HUH? I told you which one. See any minus signs anywhere?
oh thank you Steve and monalisa
To factor the given expression, 9x^2 + 42x + 49, we can use the factoring method known as "quadratic trinomial."
First, we look for two numbers that multiply to give us the product of the coefficient of the squared term (which is 9) and the constant term (which is 49), and also add up to give us the coefficient of the middle term (which is 42x).
In this case, there is only one possible combination: 7 and 7. Both 7 and 7 multiply to give us 49, and when we add them, we get 14, which is not the same as 42.

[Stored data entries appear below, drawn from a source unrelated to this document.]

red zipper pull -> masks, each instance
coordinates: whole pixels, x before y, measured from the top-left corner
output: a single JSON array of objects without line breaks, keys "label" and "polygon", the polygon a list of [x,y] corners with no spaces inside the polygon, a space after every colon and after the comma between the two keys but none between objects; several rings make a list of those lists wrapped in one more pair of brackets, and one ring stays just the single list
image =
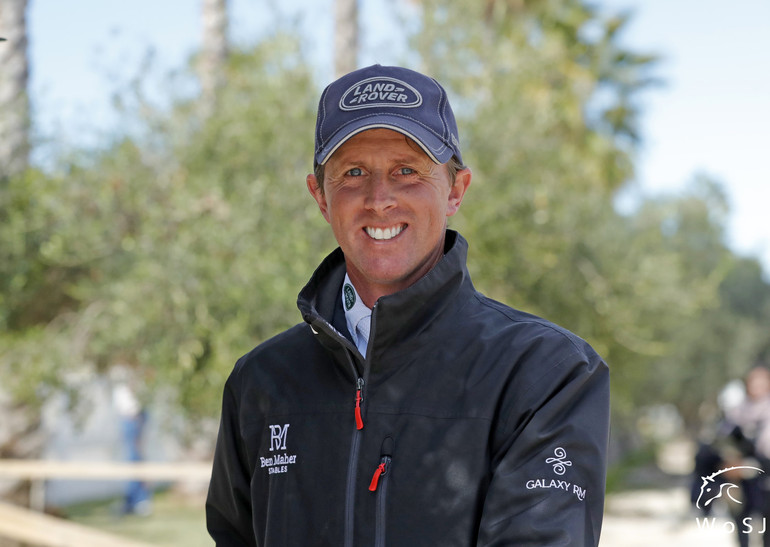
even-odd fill
[{"label": "red zipper pull", "polygon": [[377,466],[377,469],[374,470],[374,476],[372,477],[372,482],[369,483],[369,491],[374,492],[377,490],[377,483],[380,482],[380,477],[385,474],[385,462],[382,462],[380,465]]},{"label": "red zipper pull", "polygon": [[364,419],[361,417],[361,401],[363,401],[363,397],[361,397],[361,389],[364,387],[363,378],[358,379],[356,387],[356,429],[363,429]]},{"label": "red zipper pull", "polygon": [[380,478],[388,472],[391,461],[393,461],[393,437],[385,437],[382,441],[382,449],[380,451],[380,465],[374,470],[372,482],[369,483],[370,491],[374,492],[377,490]]}]

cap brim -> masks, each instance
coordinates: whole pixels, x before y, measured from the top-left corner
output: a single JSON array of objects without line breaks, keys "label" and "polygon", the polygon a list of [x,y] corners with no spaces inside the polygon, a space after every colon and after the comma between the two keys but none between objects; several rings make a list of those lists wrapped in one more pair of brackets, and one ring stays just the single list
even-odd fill
[{"label": "cap brim", "polygon": [[352,137],[368,131],[369,129],[390,129],[406,135],[422,148],[423,152],[434,163],[446,163],[454,155],[454,151],[444,144],[440,138],[420,124],[400,117],[376,115],[368,118],[362,118],[345,125],[339,130],[324,147],[316,151],[315,162],[324,165],[337,149],[345,144]]}]

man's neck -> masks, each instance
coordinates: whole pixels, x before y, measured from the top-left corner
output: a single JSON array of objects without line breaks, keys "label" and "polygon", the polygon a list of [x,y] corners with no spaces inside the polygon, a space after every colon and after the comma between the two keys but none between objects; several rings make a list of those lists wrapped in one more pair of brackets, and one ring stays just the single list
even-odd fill
[{"label": "man's neck", "polygon": [[435,249],[425,257],[425,261],[402,278],[380,282],[367,277],[346,260],[347,273],[363,303],[366,304],[367,308],[372,309],[381,297],[403,291],[425,277],[444,258],[445,246],[446,233]]},{"label": "man's neck", "polygon": [[358,292],[358,296],[361,298],[361,301],[366,305],[367,308],[372,309],[377,303],[377,300],[379,300],[381,297],[403,291],[404,289],[414,285],[428,272],[430,272],[436,266],[436,264],[441,261],[442,257],[443,255],[437,257],[435,260],[432,260],[429,264],[426,265],[427,267],[421,268],[417,274],[413,274],[403,280],[393,281],[392,283],[372,282],[349,266],[347,272],[348,277],[350,278],[350,282],[356,288],[356,292]]}]

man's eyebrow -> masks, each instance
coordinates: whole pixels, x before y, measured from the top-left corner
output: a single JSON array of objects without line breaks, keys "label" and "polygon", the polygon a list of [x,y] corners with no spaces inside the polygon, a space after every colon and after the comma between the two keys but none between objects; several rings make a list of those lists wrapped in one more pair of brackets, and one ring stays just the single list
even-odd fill
[{"label": "man's eyebrow", "polygon": [[[427,157],[425,159],[430,161]],[[393,162],[394,163],[412,163],[413,164],[413,163],[419,163],[422,160],[423,160],[423,158],[421,158],[419,156],[402,156],[402,157],[398,157],[398,158],[394,159]]]},{"label": "man's eyebrow", "polygon": [[[423,157],[424,156],[424,157]],[[391,159],[391,163],[393,164],[401,164],[401,163],[408,163],[408,164],[416,164],[420,163],[422,161],[425,162],[431,162],[430,158],[428,156],[425,156],[425,154],[421,151],[419,154],[403,154],[396,156],[395,158]],[[350,167],[350,166],[356,166],[356,165],[365,165],[367,163],[366,158],[362,158],[359,155],[353,155],[351,154],[349,157],[346,155],[341,155],[338,159],[338,163],[340,167]]]}]

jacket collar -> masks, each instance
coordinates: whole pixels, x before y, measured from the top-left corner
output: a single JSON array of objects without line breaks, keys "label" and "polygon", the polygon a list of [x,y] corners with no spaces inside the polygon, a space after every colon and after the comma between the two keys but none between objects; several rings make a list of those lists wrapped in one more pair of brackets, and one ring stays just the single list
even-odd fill
[{"label": "jacket collar", "polygon": [[[438,319],[462,306],[465,302],[462,296],[475,292],[466,268],[467,254],[465,239],[447,230],[445,254],[439,263],[410,287],[377,300],[370,335],[374,338],[373,358],[386,350],[396,354],[412,350],[419,343],[418,336],[441,328]],[[345,271],[345,256],[337,248],[318,266],[299,293],[297,307],[324,346],[339,349],[342,345],[357,353],[355,346],[332,324]]]}]

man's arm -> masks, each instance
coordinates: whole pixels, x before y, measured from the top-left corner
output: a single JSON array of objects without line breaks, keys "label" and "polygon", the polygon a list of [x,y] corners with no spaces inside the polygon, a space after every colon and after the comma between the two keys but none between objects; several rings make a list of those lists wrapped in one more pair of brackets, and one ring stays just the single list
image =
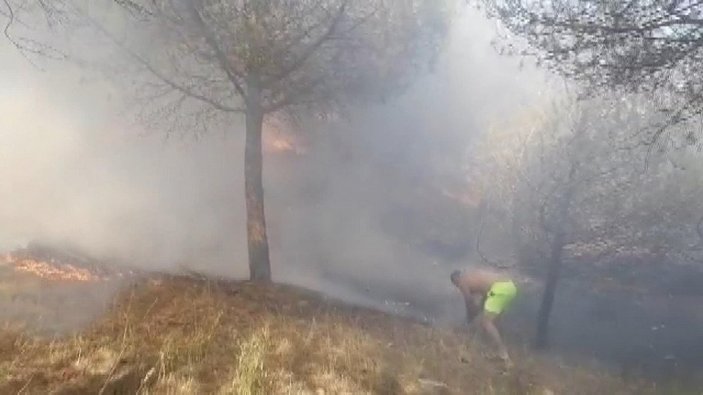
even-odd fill
[{"label": "man's arm", "polygon": [[481,312],[481,308],[476,298],[471,295],[464,296],[464,303],[466,304],[466,321],[471,324],[474,318]]}]

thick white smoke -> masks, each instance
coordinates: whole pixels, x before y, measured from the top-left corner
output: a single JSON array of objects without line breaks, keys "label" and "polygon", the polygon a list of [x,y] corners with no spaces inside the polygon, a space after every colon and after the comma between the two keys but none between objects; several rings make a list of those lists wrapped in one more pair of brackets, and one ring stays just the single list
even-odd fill
[{"label": "thick white smoke", "polygon": [[[498,56],[492,34],[467,12],[431,75],[335,126],[356,156],[304,159],[299,171],[325,184],[315,200],[298,196],[307,186],[277,182],[290,169],[265,164],[277,280],[364,303],[451,292],[443,262],[389,237],[379,216],[394,205],[398,174],[456,173],[460,154],[491,120],[539,96],[540,74]],[[81,71],[67,65],[40,72],[3,45],[3,78],[14,82],[0,92],[0,246],[38,239],[144,268],[246,277],[240,121],[198,140],[164,142],[122,115],[124,96],[110,83],[80,84]],[[431,179],[423,177],[418,182]]]}]

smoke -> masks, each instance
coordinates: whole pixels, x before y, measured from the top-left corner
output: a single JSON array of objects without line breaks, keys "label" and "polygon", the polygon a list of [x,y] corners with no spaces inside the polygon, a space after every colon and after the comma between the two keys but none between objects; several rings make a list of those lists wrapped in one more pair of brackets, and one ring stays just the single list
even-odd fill
[{"label": "smoke", "polygon": [[[298,131],[306,155],[268,154],[276,280],[376,306],[453,292],[448,264],[468,262],[468,235],[449,255],[451,246],[418,240],[447,222],[466,227],[442,188],[464,182],[468,148],[491,120],[545,86],[495,53],[492,31],[465,11],[435,70],[404,95],[344,122],[307,123]],[[164,141],[124,115],[109,82],[84,82],[68,65],[40,72],[6,44],[0,56],[14,82],[0,94],[0,247],[43,240],[142,268],[247,276],[243,133]],[[416,201],[424,206],[407,207]],[[454,211],[431,209],[436,202]]]},{"label": "smoke", "polygon": [[[449,273],[476,262],[475,218],[445,192],[471,189],[468,155],[484,130],[550,96],[547,77],[499,56],[492,35],[489,22],[463,11],[433,72],[408,92],[343,121],[305,120],[293,138],[305,142],[304,154],[266,154],[275,280],[429,320],[462,320]],[[0,61],[1,250],[41,240],[144,269],[247,277],[241,122],[165,141],[135,126],[107,80],[86,82],[69,65],[41,72],[4,40]],[[654,349],[653,334],[663,355],[702,344],[689,329],[700,318],[675,317],[680,333],[658,329],[655,316],[669,308],[663,302],[655,311],[619,295],[618,311],[629,313],[600,322],[589,311],[612,300],[584,297],[592,291],[583,285],[560,287],[555,344],[574,353],[600,346],[617,359]],[[537,306],[532,293],[518,298],[505,317],[515,323],[513,337],[530,335],[525,323]]]},{"label": "smoke", "polygon": [[232,263],[245,247],[239,135],[164,143],[111,108],[111,92],[13,60],[0,98],[4,249],[39,239],[137,266],[197,259],[243,274]]},{"label": "smoke", "polygon": [[448,276],[476,262],[474,227],[471,208],[444,192],[471,189],[471,145],[549,86],[499,57],[492,34],[482,18],[461,15],[433,73],[410,91],[318,126],[288,186],[299,192],[283,193],[287,208],[271,207],[278,185],[267,189],[275,273],[357,303],[409,302],[402,312],[456,322],[463,308]]}]

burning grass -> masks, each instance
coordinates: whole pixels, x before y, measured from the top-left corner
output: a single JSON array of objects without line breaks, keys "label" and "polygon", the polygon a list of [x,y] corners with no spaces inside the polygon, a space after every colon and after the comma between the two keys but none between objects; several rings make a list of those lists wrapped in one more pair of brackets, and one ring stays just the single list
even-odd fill
[{"label": "burning grass", "polygon": [[137,274],[70,249],[35,242],[0,256],[0,265],[51,282],[99,282]]},{"label": "burning grass", "polygon": [[[80,334],[0,337],[0,393],[616,394],[638,383],[515,350],[504,373],[458,331],[287,286],[144,280]],[[549,392],[552,391],[552,392]]]},{"label": "burning grass", "polygon": [[127,276],[37,247],[0,256],[0,326],[72,333],[102,315]]},{"label": "burning grass", "polygon": [[90,270],[76,267],[71,264],[57,266],[46,261],[38,261],[31,258],[19,258],[12,255],[7,255],[5,257],[5,262],[12,265],[14,270],[18,272],[31,274],[51,281],[95,282],[103,280],[103,278],[93,274]]}]

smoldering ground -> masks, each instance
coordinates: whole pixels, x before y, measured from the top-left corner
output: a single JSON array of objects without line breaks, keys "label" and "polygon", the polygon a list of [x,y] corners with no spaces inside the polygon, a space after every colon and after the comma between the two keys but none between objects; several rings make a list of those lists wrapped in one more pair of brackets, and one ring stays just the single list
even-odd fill
[{"label": "smoldering ground", "polygon": [[[541,73],[499,57],[491,35],[492,26],[468,12],[433,72],[400,98],[354,109],[344,121],[283,131],[306,147],[268,152],[264,164],[277,281],[439,324],[462,321],[448,274],[476,261],[469,240],[476,219],[443,192],[465,183],[469,147],[492,121],[543,101],[550,89]],[[110,82],[80,84],[81,72],[65,65],[39,72],[2,45],[4,249],[42,240],[149,270],[246,277],[242,130],[165,142],[125,118]],[[582,287],[560,290],[558,348],[593,349],[616,362],[673,355],[700,366],[687,356],[703,344],[701,331],[690,329],[700,320],[682,313],[653,331],[662,309],[613,295],[628,313],[595,323],[589,311],[603,302]],[[523,342],[536,291],[506,317]],[[600,335],[584,336],[589,327]]]}]

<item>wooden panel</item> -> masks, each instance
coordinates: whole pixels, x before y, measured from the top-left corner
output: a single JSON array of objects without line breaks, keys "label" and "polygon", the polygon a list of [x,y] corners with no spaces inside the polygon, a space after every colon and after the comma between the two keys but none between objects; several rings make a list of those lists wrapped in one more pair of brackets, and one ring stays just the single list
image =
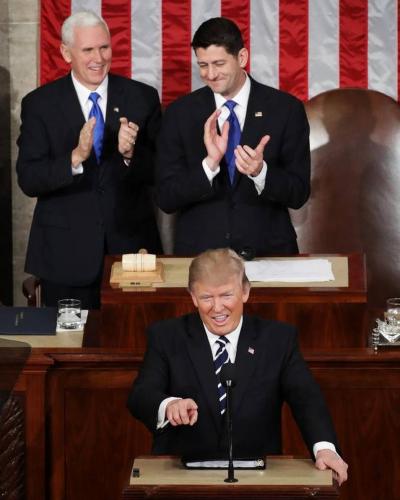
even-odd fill
[{"label": "wooden panel", "polygon": [[[400,353],[369,352],[363,357],[308,357],[349,464],[341,499],[394,499],[400,491]],[[305,453],[287,408],[284,422],[283,452]]]},{"label": "wooden panel", "polygon": [[[184,287],[153,292],[123,292],[108,283],[108,256],[102,284],[102,307],[96,332],[86,336],[86,346],[146,346],[147,327],[162,319],[195,311]],[[245,312],[298,326],[302,347],[365,347],[368,345],[365,263],[351,254],[349,286],[343,288],[253,288]]]},{"label": "wooden panel", "polygon": [[[113,350],[53,353],[49,376],[51,499],[119,498],[150,436],[125,408],[141,355]],[[400,488],[400,353],[369,349],[305,352],[331,410],[349,481],[340,498],[396,498]],[[284,453],[307,451],[291,416]],[[277,497],[278,498],[278,497]]]},{"label": "wooden panel", "polygon": [[57,356],[49,380],[51,498],[119,498],[134,457],[150,452],[150,434],[126,409],[137,367],[132,356],[95,355],[71,370],[71,357]]},{"label": "wooden panel", "polygon": [[46,373],[52,360],[45,354],[32,352],[20,374],[15,392],[23,398],[25,410],[26,499],[46,498]]}]

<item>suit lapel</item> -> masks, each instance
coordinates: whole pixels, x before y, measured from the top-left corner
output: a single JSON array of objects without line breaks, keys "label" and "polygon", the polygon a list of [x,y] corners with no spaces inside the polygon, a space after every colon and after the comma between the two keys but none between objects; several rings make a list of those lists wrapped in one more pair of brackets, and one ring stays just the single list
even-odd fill
[{"label": "suit lapel", "polygon": [[259,355],[258,345],[259,332],[255,328],[254,320],[248,316],[243,317],[242,329],[236,352],[237,383],[233,389],[233,413],[240,411],[240,406],[247,387],[251,383],[254,370],[257,366]]},{"label": "suit lapel", "polygon": [[200,387],[207,401],[214,425],[219,432],[221,429],[221,415],[218,411],[219,401],[214,362],[210,344],[198,314],[189,317],[186,340],[187,350],[200,382]]},{"label": "suit lapel", "polygon": [[269,95],[266,87],[251,79],[249,102],[247,104],[241,144],[255,148],[260,142],[265,130],[265,117],[268,114]]},{"label": "suit lapel", "polygon": [[[81,105],[76,95],[71,74],[60,80],[58,102],[60,103],[60,115],[64,116],[64,122],[70,126],[77,139],[79,132],[85,123]],[[78,131],[78,133],[77,133]]]},{"label": "suit lapel", "polygon": [[106,131],[107,135],[118,132],[119,119],[121,111],[124,109],[124,89],[119,85],[118,80],[111,74],[108,75],[107,89],[107,112],[106,112]]}]

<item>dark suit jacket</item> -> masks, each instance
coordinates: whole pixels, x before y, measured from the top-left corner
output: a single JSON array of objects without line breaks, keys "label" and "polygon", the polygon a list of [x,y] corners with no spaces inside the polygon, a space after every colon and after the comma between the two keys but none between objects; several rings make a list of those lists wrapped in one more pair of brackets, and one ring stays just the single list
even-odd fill
[{"label": "dark suit jacket", "polygon": [[[244,316],[235,365],[235,456],[281,453],[284,401],[310,452],[318,441],[336,443],[329,412],[299,352],[292,326]],[[158,407],[170,396],[196,401],[195,425],[168,424],[156,431]],[[225,454],[226,434],[218,413],[212,353],[198,314],[159,322],[149,329],[147,352],[128,407],[154,433],[156,454],[207,458]]]},{"label": "dark suit jacket", "polygon": [[268,165],[265,189],[236,171],[230,185],[225,161],[212,186],[202,168],[207,156],[204,123],[215,99],[203,87],[171,104],[161,128],[157,160],[158,204],[178,212],[175,250],[197,254],[207,248],[250,247],[256,255],[297,253],[296,234],[288,207],[301,207],[310,191],[309,126],[295,97],[251,80],[241,144],[264,150]]},{"label": "dark suit jacket", "polygon": [[[140,127],[128,167],[118,153],[119,118]],[[94,152],[72,175],[71,152],[85,123],[71,76],[22,100],[18,182],[37,197],[26,271],[65,285],[87,285],[105,251],[160,251],[148,187],[153,182],[160,102],[152,87],[109,75],[103,158]]]}]

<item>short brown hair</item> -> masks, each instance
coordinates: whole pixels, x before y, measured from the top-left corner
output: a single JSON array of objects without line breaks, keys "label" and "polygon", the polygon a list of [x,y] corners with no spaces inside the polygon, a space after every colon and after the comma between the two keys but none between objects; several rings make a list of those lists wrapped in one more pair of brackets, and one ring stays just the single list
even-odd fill
[{"label": "short brown hair", "polygon": [[206,250],[194,258],[189,267],[188,289],[193,290],[197,281],[222,285],[232,276],[238,276],[243,287],[250,287],[244,261],[230,248]]}]

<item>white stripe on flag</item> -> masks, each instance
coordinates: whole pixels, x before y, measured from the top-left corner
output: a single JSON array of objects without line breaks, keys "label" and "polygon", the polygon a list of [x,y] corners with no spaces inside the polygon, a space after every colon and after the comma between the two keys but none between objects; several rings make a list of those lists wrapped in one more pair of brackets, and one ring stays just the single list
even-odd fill
[{"label": "white stripe on flag", "polygon": [[71,14],[80,10],[92,10],[101,16],[101,0],[72,0]]},{"label": "white stripe on flag", "polygon": [[162,89],[160,0],[131,0],[132,77]]},{"label": "white stripe on flag", "polygon": [[339,0],[309,0],[308,97],[339,87]]},{"label": "white stripe on flag", "polygon": [[261,83],[279,87],[279,0],[251,2],[250,73]]},{"label": "white stripe on flag", "polygon": [[[221,15],[221,3],[216,0],[192,0],[191,4],[192,9],[192,36],[201,23],[210,19],[212,17],[219,17]],[[192,90],[196,90],[200,87],[204,86],[204,83],[201,81],[199,76],[199,68],[197,66],[196,56],[194,52],[191,52],[192,55]]]},{"label": "white stripe on flag", "polygon": [[397,99],[397,1],[368,2],[368,88]]}]

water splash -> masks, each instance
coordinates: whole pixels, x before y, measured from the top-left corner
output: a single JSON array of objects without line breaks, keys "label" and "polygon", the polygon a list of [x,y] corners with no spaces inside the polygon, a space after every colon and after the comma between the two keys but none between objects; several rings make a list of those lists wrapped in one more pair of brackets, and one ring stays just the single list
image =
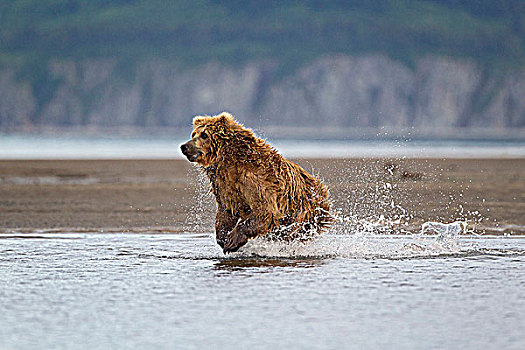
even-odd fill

Therefore, it appears this quadratic expression cannot be factored using integer factors. However, we can still check the answer choices to see if any are valid:
A. (3x + 7)(3x − 7):
(3x)(3x) = 9x^2
(3x)(-7) + (7)(3x) = -21x + 21x = 0x
(7)(-7) = -49
So, the answer choice A does not yield the original expression when multiplied out.
B. (9x − 7)(9x − 7):
(9x)(9x) = 81x^2
(9x)(-7) + (-7)(9x) = -63x - 63x = -126x
(-7)(-7) = 49
Again, answer choice B does not yield the original expression when multiplied out.
C. (3x + 7)(3x + 7):
(3x)(3x) = 9x^2
(3x)(7) + (7)(3x) = 21x + 21x = 42x
(7)(7) = 49
Finally, answer choice C does yield the original expression when multiplied out. Therefore, the correct answer is C.